エストロゲン量に応じて、女性は閉経前と閉経後で起こりやすい病気が異なります。閉経前は子宮内膜症・子宮筋腫・卵巣機能不全などが起こりやすく、閉経後は骨粗しょう症・生活習慣病・認知症が増加します。エストロゲンは卵巣で作られるため、卵巣機能に影響する病気があるとエストロゲン分泌量が減ってしまうのです。閉経前に発症する病気が、閉経後の病気に深く影響することも分かっています。
閉経前に発症する病気を予防する・早期に治療することが、年齢を重ねても健康を維持できる秘訣となります。病気を予防するためには、生活習慣の改善・体重管理・体をひやさないことが大切です。早期治療につなげるためには、婦人科ドックを定期的に受診して体の状態を把握できるようにしましょう。
テストステロンの変化に合わせたウェルエイジングケア
男性においてテストステロンは、筋肉の維持・内臓脂肪を減らす・集中力や判断力の向上など、社会生活に大きくかかわっています。
しかし、60歳以上の男性のうち20%程度は、テストステロン値が低下するLOH症候群の可能性があるといわれています。LOH症候群になると、活力や性機能が低下し、フレイル(加齢によって心身が衰弱した状態)のリスクが高まるのです。
年齢を重ねても、はつらつと元気にしている人は、細胞内にあるDNAの端にあるテロメアが長いことが分かっています。テロメアを長くするものの1つにテストステロンがあります。海外の研究では、テストステロン量が少ないほど早く亡くなると報告されました。
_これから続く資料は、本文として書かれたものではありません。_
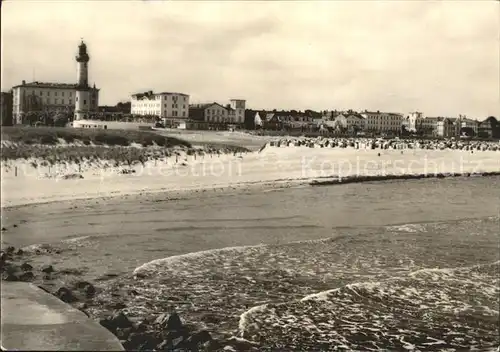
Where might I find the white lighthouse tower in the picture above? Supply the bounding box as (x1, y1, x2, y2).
(74, 40, 91, 120)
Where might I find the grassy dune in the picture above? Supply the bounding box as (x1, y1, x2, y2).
(1, 127, 249, 164)
(1, 126, 192, 148)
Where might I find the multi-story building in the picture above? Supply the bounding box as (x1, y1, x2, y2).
(332, 112, 366, 132)
(420, 116, 462, 137)
(403, 111, 424, 132)
(262, 111, 314, 130)
(11, 40, 100, 125)
(361, 111, 403, 134)
(229, 99, 246, 125)
(418, 117, 440, 136)
(1, 91, 13, 126)
(460, 117, 479, 136)
(11, 81, 99, 124)
(188, 99, 246, 127)
(130, 91, 189, 124)
(478, 116, 499, 138)
(189, 103, 229, 124)
(345, 113, 365, 131)
(436, 118, 458, 137)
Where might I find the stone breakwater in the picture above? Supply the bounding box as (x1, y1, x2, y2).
(263, 136, 500, 151)
(310, 171, 500, 186)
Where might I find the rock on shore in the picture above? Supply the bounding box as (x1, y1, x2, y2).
(0, 246, 261, 351)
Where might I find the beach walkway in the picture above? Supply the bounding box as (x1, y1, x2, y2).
(0, 282, 123, 351)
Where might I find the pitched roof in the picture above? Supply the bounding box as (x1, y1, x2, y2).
(422, 116, 442, 121)
(363, 111, 403, 116)
(265, 113, 275, 121)
(13, 81, 77, 89)
(189, 103, 213, 109)
(188, 102, 229, 110)
(132, 91, 189, 98)
(461, 118, 478, 123)
(157, 92, 189, 96)
(346, 113, 365, 119)
(478, 116, 498, 127)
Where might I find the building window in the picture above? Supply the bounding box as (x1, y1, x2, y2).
(55, 91, 58, 96)
(84, 100, 86, 105)
(69, 92, 72, 97)
(39, 91, 42, 96)
(62, 92, 65, 97)
(76, 97, 78, 102)
(47, 91, 50, 96)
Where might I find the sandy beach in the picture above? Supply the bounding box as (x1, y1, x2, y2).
(2, 135, 500, 351)
(2, 139, 500, 208)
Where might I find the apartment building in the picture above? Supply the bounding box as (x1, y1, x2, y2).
(130, 91, 190, 121)
(188, 99, 246, 126)
(478, 116, 499, 138)
(361, 111, 403, 134)
(436, 118, 458, 137)
(333, 112, 366, 132)
(189, 103, 229, 123)
(416, 117, 439, 135)
(460, 118, 479, 136)
(11, 81, 99, 124)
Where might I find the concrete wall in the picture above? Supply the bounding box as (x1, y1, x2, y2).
(72, 120, 155, 130)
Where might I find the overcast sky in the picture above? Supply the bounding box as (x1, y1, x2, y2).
(2, 1, 499, 118)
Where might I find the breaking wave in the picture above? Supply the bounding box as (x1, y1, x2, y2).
(107, 216, 498, 350)
(239, 261, 500, 350)
(133, 244, 266, 278)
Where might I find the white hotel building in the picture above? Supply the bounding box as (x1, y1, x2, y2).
(11, 80, 99, 124)
(130, 91, 189, 122)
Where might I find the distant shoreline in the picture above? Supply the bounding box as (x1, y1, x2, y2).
(2, 134, 500, 209)
(310, 170, 500, 186)
(3, 170, 500, 211)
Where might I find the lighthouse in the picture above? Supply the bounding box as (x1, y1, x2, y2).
(74, 40, 91, 120)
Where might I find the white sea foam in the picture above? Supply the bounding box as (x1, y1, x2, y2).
(133, 234, 346, 279)
(385, 223, 427, 233)
(133, 244, 265, 277)
(238, 303, 269, 336)
(61, 235, 90, 243)
(237, 259, 499, 349)
(21, 243, 56, 253)
(300, 288, 341, 302)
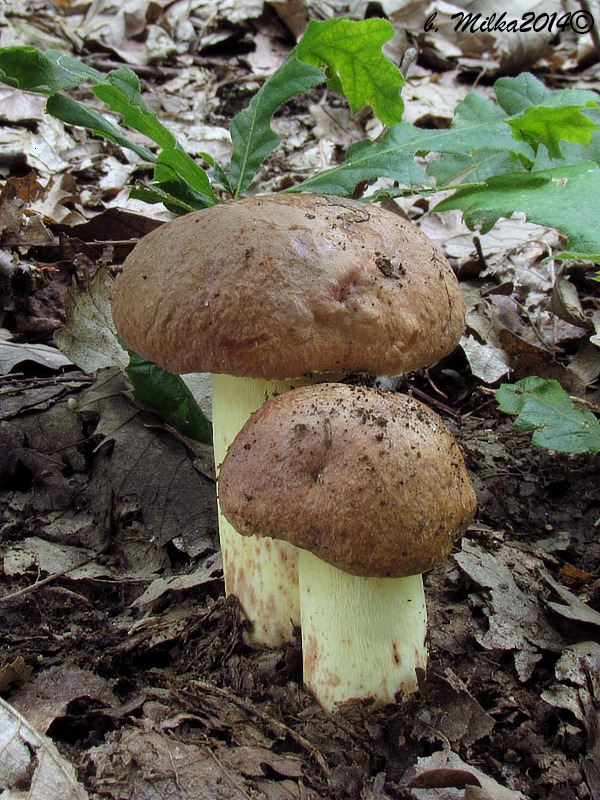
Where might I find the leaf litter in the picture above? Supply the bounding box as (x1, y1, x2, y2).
(1, 0, 600, 798)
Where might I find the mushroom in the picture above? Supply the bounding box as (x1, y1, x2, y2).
(110, 193, 467, 647)
(218, 382, 476, 710)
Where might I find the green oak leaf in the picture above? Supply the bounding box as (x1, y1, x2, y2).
(46, 93, 156, 163)
(436, 161, 600, 255)
(494, 71, 599, 116)
(92, 67, 176, 150)
(0, 46, 101, 93)
(294, 18, 404, 126)
(228, 54, 325, 196)
(293, 123, 429, 194)
(507, 105, 597, 159)
(296, 93, 531, 195)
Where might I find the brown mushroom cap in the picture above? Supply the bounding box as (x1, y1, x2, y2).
(218, 383, 476, 577)
(111, 193, 466, 380)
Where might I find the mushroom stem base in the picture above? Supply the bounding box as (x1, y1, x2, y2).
(299, 550, 427, 711)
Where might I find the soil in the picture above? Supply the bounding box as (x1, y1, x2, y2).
(1, 359, 599, 800)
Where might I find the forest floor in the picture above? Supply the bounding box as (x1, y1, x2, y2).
(2, 1, 600, 798)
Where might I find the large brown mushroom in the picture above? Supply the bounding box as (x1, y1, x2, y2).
(111, 193, 467, 646)
(218, 382, 477, 710)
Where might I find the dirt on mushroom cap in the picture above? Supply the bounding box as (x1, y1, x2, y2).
(111, 193, 466, 380)
(218, 383, 477, 577)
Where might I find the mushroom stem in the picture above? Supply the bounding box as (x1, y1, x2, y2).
(298, 549, 427, 711)
(212, 373, 307, 646)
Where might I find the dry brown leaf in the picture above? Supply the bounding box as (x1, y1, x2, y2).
(75, 369, 218, 561)
(3, 536, 113, 581)
(550, 275, 592, 331)
(220, 745, 304, 779)
(0, 87, 47, 123)
(460, 334, 511, 384)
(0, 338, 73, 375)
(9, 665, 118, 734)
(414, 668, 495, 750)
(544, 572, 600, 629)
(404, 748, 528, 799)
(130, 553, 222, 607)
(455, 540, 563, 680)
(54, 267, 128, 373)
(0, 697, 88, 799)
(89, 726, 250, 799)
(0, 656, 33, 694)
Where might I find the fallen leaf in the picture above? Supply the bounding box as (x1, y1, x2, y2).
(54, 267, 128, 373)
(542, 640, 600, 797)
(3, 536, 113, 580)
(0, 656, 33, 693)
(414, 668, 495, 750)
(131, 553, 223, 607)
(0, 696, 88, 799)
(76, 369, 218, 560)
(0, 375, 90, 422)
(89, 726, 249, 799)
(403, 748, 528, 799)
(455, 540, 564, 680)
(544, 572, 600, 629)
(460, 334, 511, 383)
(550, 275, 592, 332)
(0, 338, 73, 375)
(0, 86, 47, 124)
(220, 745, 304, 779)
(10, 665, 118, 734)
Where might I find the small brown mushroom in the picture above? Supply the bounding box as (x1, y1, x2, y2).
(218, 382, 476, 710)
(111, 193, 467, 647)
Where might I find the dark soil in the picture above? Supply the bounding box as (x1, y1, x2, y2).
(1, 359, 599, 799)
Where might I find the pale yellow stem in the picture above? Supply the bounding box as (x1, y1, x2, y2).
(212, 373, 319, 646)
(299, 549, 427, 710)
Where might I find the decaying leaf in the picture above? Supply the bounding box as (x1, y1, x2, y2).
(0, 337, 72, 375)
(3, 536, 113, 581)
(455, 540, 563, 680)
(404, 747, 528, 799)
(88, 725, 277, 800)
(9, 665, 118, 734)
(542, 641, 600, 795)
(0, 696, 88, 799)
(0, 656, 32, 693)
(544, 571, 600, 628)
(550, 274, 593, 332)
(131, 553, 222, 607)
(55, 267, 128, 373)
(75, 369, 218, 561)
(460, 334, 511, 384)
(414, 668, 495, 750)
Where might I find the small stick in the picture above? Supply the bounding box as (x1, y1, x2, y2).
(0, 557, 94, 604)
(579, 0, 600, 55)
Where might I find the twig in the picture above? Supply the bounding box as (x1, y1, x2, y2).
(570, 394, 600, 415)
(407, 384, 458, 419)
(206, 748, 254, 800)
(579, 0, 600, 56)
(183, 679, 331, 779)
(0, 557, 95, 603)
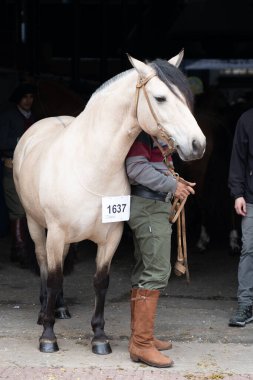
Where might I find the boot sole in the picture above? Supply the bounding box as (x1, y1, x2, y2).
(130, 354, 174, 368)
(229, 316, 253, 327)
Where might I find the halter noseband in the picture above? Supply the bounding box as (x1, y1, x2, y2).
(134, 73, 177, 160)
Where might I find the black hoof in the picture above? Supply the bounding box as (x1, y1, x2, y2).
(39, 339, 59, 353)
(92, 340, 112, 355)
(55, 307, 71, 319)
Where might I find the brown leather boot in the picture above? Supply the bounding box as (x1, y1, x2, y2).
(129, 288, 173, 368)
(130, 288, 172, 351)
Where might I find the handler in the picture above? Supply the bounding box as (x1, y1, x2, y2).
(0, 83, 37, 267)
(126, 131, 195, 367)
(228, 108, 253, 327)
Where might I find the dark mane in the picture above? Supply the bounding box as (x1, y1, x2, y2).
(149, 59, 193, 110)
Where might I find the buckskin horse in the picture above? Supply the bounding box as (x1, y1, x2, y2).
(13, 50, 206, 355)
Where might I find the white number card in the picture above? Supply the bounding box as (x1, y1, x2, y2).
(102, 195, 130, 223)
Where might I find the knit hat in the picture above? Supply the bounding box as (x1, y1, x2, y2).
(9, 83, 37, 103)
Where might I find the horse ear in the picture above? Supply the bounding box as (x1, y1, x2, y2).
(168, 49, 184, 67)
(127, 54, 154, 78)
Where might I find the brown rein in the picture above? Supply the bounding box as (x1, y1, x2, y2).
(169, 180, 190, 283)
(134, 74, 190, 283)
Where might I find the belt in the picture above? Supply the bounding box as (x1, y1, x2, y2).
(2, 158, 13, 169)
(131, 185, 170, 203)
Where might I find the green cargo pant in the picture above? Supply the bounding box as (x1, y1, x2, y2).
(2, 167, 25, 220)
(127, 195, 172, 291)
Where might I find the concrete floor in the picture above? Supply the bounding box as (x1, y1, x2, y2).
(1, 232, 253, 379)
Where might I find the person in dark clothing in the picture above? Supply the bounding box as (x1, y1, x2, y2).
(0, 83, 37, 267)
(0, 160, 9, 237)
(228, 108, 253, 326)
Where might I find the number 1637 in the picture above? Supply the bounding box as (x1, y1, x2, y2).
(107, 204, 126, 214)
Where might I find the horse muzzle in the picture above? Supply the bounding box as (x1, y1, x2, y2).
(177, 137, 206, 161)
(191, 138, 206, 159)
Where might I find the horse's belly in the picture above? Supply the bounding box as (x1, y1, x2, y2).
(13, 116, 127, 244)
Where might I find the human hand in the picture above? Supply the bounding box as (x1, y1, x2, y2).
(174, 181, 196, 201)
(234, 197, 246, 216)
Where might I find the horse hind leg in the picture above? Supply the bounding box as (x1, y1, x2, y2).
(195, 224, 210, 253)
(91, 223, 124, 355)
(28, 224, 71, 324)
(26, 216, 48, 325)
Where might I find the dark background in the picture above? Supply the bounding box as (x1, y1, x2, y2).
(1, 0, 252, 248)
(1, 0, 253, 99)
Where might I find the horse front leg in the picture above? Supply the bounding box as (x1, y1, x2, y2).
(91, 266, 111, 354)
(41, 243, 73, 320)
(91, 223, 123, 355)
(39, 227, 65, 353)
(54, 243, 71, 320)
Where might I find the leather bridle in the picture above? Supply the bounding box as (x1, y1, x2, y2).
(134, 73, 177, 159)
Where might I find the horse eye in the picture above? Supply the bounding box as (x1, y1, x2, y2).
(154, 96, 166, 103)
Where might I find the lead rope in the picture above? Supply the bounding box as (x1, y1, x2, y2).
(169, 179, 190, 283)
(151, 137, 190, 283)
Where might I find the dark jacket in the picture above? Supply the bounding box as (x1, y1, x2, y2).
(228, 108, 253, 203)
(0, 104, 35, 158)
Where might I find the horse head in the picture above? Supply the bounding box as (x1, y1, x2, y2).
(128, 50, 206, 161)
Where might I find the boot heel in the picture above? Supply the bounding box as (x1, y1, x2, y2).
(130, 354, 140, 362)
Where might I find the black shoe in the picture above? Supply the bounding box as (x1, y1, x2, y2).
(229, 305, 253, 327)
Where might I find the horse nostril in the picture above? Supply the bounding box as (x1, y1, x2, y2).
(192, 139, 200, 154)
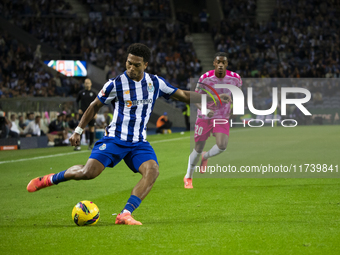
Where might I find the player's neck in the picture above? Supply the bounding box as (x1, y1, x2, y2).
(215, 70, 226, 78)
(128, 72, 144, 82)
(131, 76, 143, 82)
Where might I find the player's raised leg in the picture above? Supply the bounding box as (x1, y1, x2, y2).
(27, 159, 105, 192)
(115, 160, 159, 225)
(201, 133, 228, 168)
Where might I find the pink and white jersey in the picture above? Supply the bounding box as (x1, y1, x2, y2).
(196, 70, 242, 120)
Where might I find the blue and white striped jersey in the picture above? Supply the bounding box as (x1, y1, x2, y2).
(97, 71, 177, 143)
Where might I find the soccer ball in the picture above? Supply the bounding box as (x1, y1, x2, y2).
(72, 200, 100, 226)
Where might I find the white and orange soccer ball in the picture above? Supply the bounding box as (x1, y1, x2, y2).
(72, 200, 100, 226)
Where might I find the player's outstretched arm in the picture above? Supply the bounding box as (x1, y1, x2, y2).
(170, 89, 202, 104)
(69, 97, 104, 146)
(171, 89, 232, 104)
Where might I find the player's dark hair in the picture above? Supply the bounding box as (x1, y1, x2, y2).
(127, 43, 151, 63)
(214, 52, 228, 60)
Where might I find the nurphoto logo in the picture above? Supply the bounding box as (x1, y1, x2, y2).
(200, 84, 312, 128)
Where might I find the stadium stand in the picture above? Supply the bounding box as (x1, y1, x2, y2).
(212, 0, 340, 112)
(0, 29, 81, 98)
(83, 0, 172, 19)
(0, 0, 200, 93)
(215, 0, 340, 80)
(0, 0, 339, 142)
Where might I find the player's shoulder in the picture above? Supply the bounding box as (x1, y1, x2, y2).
(225, 70, 242, 80)
(145, 72, 155, 78)
(147, 72, 164, 82)
(148, 73, 170, 86)
(145, 72, 159, 82)
(199, 70, 215, 81)
(102, 74, 124, 89)
(108, 73, 124, 83)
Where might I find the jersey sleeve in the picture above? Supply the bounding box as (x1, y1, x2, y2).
(157, 76, 178, 99)
(235, 73, 242, 88)
(195, 74, 207, 94)
(97, 80, 117, 105)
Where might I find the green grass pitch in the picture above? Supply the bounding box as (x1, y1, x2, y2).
(0, 126, 339, 254)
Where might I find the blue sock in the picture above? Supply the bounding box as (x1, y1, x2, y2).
(51, 170, 67, 185)
(122, 195, 142, 214)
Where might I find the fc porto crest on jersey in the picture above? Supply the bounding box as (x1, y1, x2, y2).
(147, 83, 154, 92)
(99, 143, 106, 150)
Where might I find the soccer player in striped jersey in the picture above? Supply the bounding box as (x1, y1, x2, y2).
(27, 43, 231, 225)
(184, 52, 242, 189)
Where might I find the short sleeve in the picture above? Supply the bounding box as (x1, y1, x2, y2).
(97, 80, 117, 105)
(157, 76, 178, 99)
(196, 74, 207, 94)
(238, 76, 242, 88)
(234, 73, 242, 88)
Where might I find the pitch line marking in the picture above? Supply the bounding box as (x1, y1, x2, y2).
(0, 136, 190, 165)
(0, 128, 252, 165)
(0, 150, 89, 165)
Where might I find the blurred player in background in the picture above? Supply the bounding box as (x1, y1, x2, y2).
(68, 113, 80, 131)
(75, 78, 97, 150)
(9, 114, 20, 138)
(182, 104, 190, 131)
(47, 112, 69, 146)
(156, 112, 172, 134)
(184, 52, 242, 189)
(27, 43, 231, 225)
(24, 115, 43, 136)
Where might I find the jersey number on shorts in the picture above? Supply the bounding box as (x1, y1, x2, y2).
(195, 125, 203, 136)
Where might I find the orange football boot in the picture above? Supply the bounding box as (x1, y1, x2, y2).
(184, 177, 193, 189)
(27, 173, 55, 192)
(115, 212, 142, 225)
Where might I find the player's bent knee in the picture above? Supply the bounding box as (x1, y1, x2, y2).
(195, 142, 206, 153)
(141, 163, 159, 181)
(195, 148, 204, 154)
(216, 141, 227, 151)
(153, 165, 160, 179)
(148, 164, 159, 179)
(217, 144, 227, 151)
(139, 160, 159, 182)
(195, 146, 205, 154)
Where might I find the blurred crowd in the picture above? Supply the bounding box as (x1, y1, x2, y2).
(208, 0, 340, 113)
(0, 0, 339, 109)
(0, 110, 112, 144)
(84, 0, 172, 19)
(0, 0, 201, 95)
(213, 0, 340, 80)
(97, 18, 201, 90)
(0, 29, 82, 98)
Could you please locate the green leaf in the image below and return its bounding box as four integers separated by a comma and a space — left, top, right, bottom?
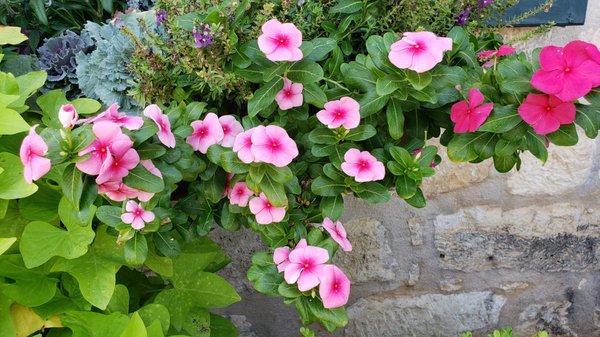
497, 59, 531, 95
71, 98, 102, 115
137, 304, 170, 335
320, 196, 344, 220
303, 83, 328, 108
0, 106, 29, 135
247, 263, 282, 296
287, 61, 324, 84
18, 185, 60, 221
61, 311, 130, 337
388, 146, 413, 167
120, 313, 147, 337
308, 127, 338, 145
330, 0, 363, 14
259, 174, 287, 207
405, 70, 432, 90
305, 38, 337, 62
0, 26, 28, 45
386, 97, 404, 139
29, 0, 48, 25
576, 99, 600, 138
210, 313, 237, 337
96, 206, 123, 226
124, 234, 148, 266
395, 175, 417, 199
405, 188, 426, 208
248, 78, 283, 117
0, 255, 57, 307
100, 0, 114, 13
526, 130, 548, 163
0, 237, 16, 255
137, 143, 167, 160
376, 76, 400, 96
493, 154, 518, 173
123, 164, 165, 193
345, 125, 376, 141
107, 284, 130, 314
494, 138, 519, 157
366, 35, 395, 72
311, 176, 346, 196
546, 124, 578, 146
359, 91, 389, 117
447, 133, 487, 162
354, 182, 390, 203
62, 164, 83, 209
36, 90, 68, 127
340, 61, 376, 91
15, 71, 47, 101
478, 105, 521, 133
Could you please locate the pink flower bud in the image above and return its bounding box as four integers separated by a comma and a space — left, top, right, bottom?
58, 104, 78, 128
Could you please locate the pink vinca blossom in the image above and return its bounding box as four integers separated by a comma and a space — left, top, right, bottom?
233, 128, 256, 163
20, 125, 51, 184
450, 88, 494, 133
341, 149, 385, 182
82, 103, 143, 130
518, 93, 576, 135
58, 104, 78, 128
77, 121, 133, 175
228, 181, 254, 207
121, 200, 155, 230
219, 115, 244, 147
531, 41, 600, 101
284, 243, 329, 291
273, 239, 308, 273
316, 97, 361, 129
477, 44, 516, 68
388, 31, 453, 73
249, 193, 286, 225
322, 218, 352, 252
251, 125, 299, 167
187, 112, 224, 154
95, 143, 140, 185
275, 78, 303, 110
319, 265, 351, 309
257, 19, 303, 62
98, 181, 138, 202
143, 104, 175, 148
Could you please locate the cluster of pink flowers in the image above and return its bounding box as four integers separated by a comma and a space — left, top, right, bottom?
477, 44, 516, 68
226, 180, 286, 225
273, 219, 353, 308
231, 124, 299, 168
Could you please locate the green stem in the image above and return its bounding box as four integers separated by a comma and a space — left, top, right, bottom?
323, 77, 351, 92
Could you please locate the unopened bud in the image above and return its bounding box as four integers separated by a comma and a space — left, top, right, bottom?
58, 104, 78, 128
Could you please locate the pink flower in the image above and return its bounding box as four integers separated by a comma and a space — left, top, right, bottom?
218, 115, 244, 147
322, 218, 352, 252
121, 200, 155, 230
95, 144, 140, 185
531, 41, 600, 101
273, 239, 308, 273
275, 78, 303, 110
248, 193, 286, 225
77, 121, 133, 176
233, 128, 256, 163
251, 125, 299, 167
58, 104, 78, 128
477, 45, 516, 68
450, 88, 494, 133
318, 265, 351, 309
388, 31, 453, 73
143, 104, 175, 148
228, 181, 254, 207
341, 149, 385, 182
20, 125, 51, 184
316, 97, 361, 129
98, 181, 138, 202
81, 103, 143, 130
257, 19, 303, 62
518, 93, 576, 135
186, 113, 224, 154
284, 243, 329, 291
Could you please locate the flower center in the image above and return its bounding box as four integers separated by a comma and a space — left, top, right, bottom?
545, 106, 552, 112
27, 149, 32, 156
197, 126, 207, 137
333, 283, 339, 290
564, 67, 571, 73
222, 125, 230, 134
466, 108, 473, 114
134, 209, 142, 216
303, 263, 310, 268
266, 202, 272, 208
335, 109, 345, 118
358, 159, 369, 169
284, 90, 292, 97
277, 35, 289, 47
99, 147, 106, 153
271, 142, 279, 148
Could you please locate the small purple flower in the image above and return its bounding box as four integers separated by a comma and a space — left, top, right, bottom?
156, 9, 168, 26
478, 0, 494, 8
192, 24, 214, 48
456, 7, 471, 26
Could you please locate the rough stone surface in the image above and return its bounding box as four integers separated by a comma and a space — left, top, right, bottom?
518, 301, 575, 336
344, 292, 506, 337
440, 278, 463, 292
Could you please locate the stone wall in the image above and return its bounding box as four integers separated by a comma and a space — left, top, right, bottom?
212, 2, 600, 336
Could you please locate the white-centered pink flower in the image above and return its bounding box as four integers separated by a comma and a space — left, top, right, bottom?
318, 265, 351, 309
251, 125, 299, 167
58, 104, 78, 128
341, 148, 385, 182
322, 218, 352, 252
218, 115, 244, 147
19, 125, 51, 184
249, 193, 286, 225
274, 239, 307, 273
275, 78, 303, 110
186, 112, 224, 154
121, 200, 155, 230
233, 128, 256, 163
77, 121, 133, 176
284, 243, 329, 291
257, 18, 303, 62
388, 31, 453, 73
228, 181, 254, 207
95, 143, 140, 185
81, 103, 143, 130
143, 104, 175, 148
316, 97, 361, 129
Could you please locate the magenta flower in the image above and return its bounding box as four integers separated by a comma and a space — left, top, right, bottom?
316, 97, 361, 129
450, 88, 494, 133
322, 218, 352, 252
228, 181, 254, 207
531, 41, 600, 101
58, 104, 78, 128
274, 239, 307, 273
19, 125, 51, 184
121, 200, 155, 230
218, 115, 244, 148
76, 121, 133, 175
388, 31, 453, 73
143, 104, 175, 148
518, 93, 576, 135
251, 125, 299, 167
249, 193, 286, 225
186, 113, 224, 154
275, 78, 303, 110
257, 19, 303, 62
284, 244, 329, 291
95, 142, 140, 185
81, 103, 143, 130
233, 128, 256, 163
341, 149, 385, 182
98, 181, 138, 202
318, 265, 351, 309
477, 45, 516, 68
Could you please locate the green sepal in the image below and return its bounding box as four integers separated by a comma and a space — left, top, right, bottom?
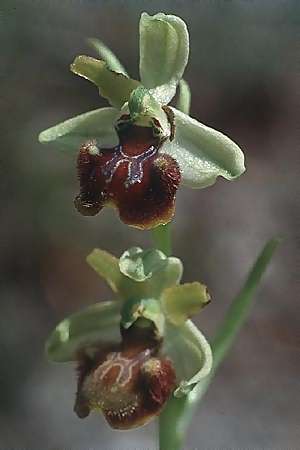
139, 12, 189, 105
161, 282, 210, 325
121, 297, 165, 337
87, 38, 128, 76
38, 107, 119, 150
163, 320, 213, 397
70, 55, 140, 109
163, 107, 246, 188
46, 301, 121, 362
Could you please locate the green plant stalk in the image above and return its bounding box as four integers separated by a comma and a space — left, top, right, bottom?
155, 237, 280, 450
151, 223, 172, 256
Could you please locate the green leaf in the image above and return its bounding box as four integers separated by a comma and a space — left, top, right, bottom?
161, 282, 210, 325
163, 320, 212, 397
159, 237, 280, 450
87, 38, 128, 76
71, 55, 140, 109
46, 301, 121, 362
176, 79, 191, 115
119, 247, 169, 282
163, 107, 246, 188
38, 107, 119, 150
139, 13, 189, 105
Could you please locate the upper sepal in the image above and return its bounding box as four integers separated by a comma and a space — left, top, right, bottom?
46, 301, 122, 362
139, 13, 189, 105
163, 107, 246, 188
70, 55, 140, 109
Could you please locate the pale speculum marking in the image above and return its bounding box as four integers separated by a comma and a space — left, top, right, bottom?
102, 145, 157, 188
99, 349, 151, 387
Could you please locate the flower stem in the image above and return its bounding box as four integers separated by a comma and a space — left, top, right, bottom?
158, 237, 280, 450
151, 223, 172, 256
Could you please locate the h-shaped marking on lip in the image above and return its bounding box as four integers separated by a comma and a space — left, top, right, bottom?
102, 145, 157, 187
99, 350, 151, 387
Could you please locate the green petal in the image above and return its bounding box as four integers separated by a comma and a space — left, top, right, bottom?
46, 301, 121, 362
161, 282, 210, 326
86, 249, 123, 294
162, 107, 246, 188
139, 13, 189, 105
71, 55, 140, 109
38, 107, 119, 150
176, 79, 191, 115
87, 38, 128, 76
163, 320, 212, 397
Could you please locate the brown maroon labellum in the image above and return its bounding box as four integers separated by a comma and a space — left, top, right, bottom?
74, 326, 176, 429
75, 121, 181, 229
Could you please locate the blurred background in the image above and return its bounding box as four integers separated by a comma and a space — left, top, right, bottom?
1, 0, 299, 448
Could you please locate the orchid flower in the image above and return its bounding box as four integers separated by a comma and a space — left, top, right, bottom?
46, 247, 212, 429
39, 12, 245, 229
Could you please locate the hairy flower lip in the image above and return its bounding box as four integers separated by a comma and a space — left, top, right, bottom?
75, 121, 181, 229
74, 324, 176, 429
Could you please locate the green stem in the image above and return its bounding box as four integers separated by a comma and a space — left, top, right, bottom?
151, 223, 172, 256
158, 237, 280, 450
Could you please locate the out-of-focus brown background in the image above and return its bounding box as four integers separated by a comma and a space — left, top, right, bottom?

テロメアを短くしないためには、テストステロンの分泌量を保っていくことが必要です。テストステロンの分泌量を維持するために、以下のことを心がけましょう。
- ・1日7~8時間の睡眠をとる
- ・適度な運動をする
- ・亜鉛・マグネシウムを摂取する
- ・十分なビタミンDを摂取する
まとめ
ウェルエイジングとは、年齢に抗うアンチエイジングとは異なり、加齢による変化を前向きに受け入れながら健康を保つ考え方です。
老化のスピードを遅らせるために、日常生活では食生活の改善・適度な運動・質の高い睡眠・ストレス管理・定期健診の受診を心がけましょう。また性別特有の健康課題に応じたケアも効果的です。
医療機関のウェルエイジング外来も活用しながら、自分に合った対策を始めてみましょう。